Copyright refers to a bundle of rights designed to protect created material from exploitation. Copyright sets out the rules around copying, communicating, altering, publishing and performing and otherwise using works and other materials created by others.
Copyright allows creators to remunerate their work and have some control over how their work is used by others. For users, copyright may allow you to use someone else's work without needing direct permission.
Copyright does not protect ideas, data, names, titles, or slogans. The work or idea must be expressed in material form.

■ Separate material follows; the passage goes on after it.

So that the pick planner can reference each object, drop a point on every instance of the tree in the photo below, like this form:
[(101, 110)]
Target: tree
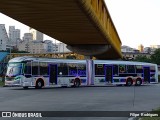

- literary works: written books, journals, reports, articles, stories, poems and lyrics
- dramatic works: written plays, scripts and screenplays
- musical works: written compositions and annotated musical work
- artistic works: images, maps, graphs, diagrams, illustrations, paintings, and drawings
- sound recordings: musical and non-musical
- films: moving images
- published editions: protects the text, format and layout of new published versions of out of copyright works.
Copyright is automatic in Australia and needs no formal registration. As soon as your idea is expressed in a tangible format (for example, written out, drawn, or recorded), it is protected.
Copyright is usually owned by the creator, however copyright can be shared, sold, given or contracted away.
The copyright in material you create belongs to you, unless you sign a contract to state otherwise.
If you create work as part of your employment, copyright will likely be owned by your employer as stated in your employment contract. If your employer is commissioned or contracted by another company to create work on their behalf, copyright will likely be owned by the commissioning company.
If you sign a contract with a publisher, research, or funding body, check the agreement terms to see who will own copyright. If the contract is unclear, request a clarification from the other party.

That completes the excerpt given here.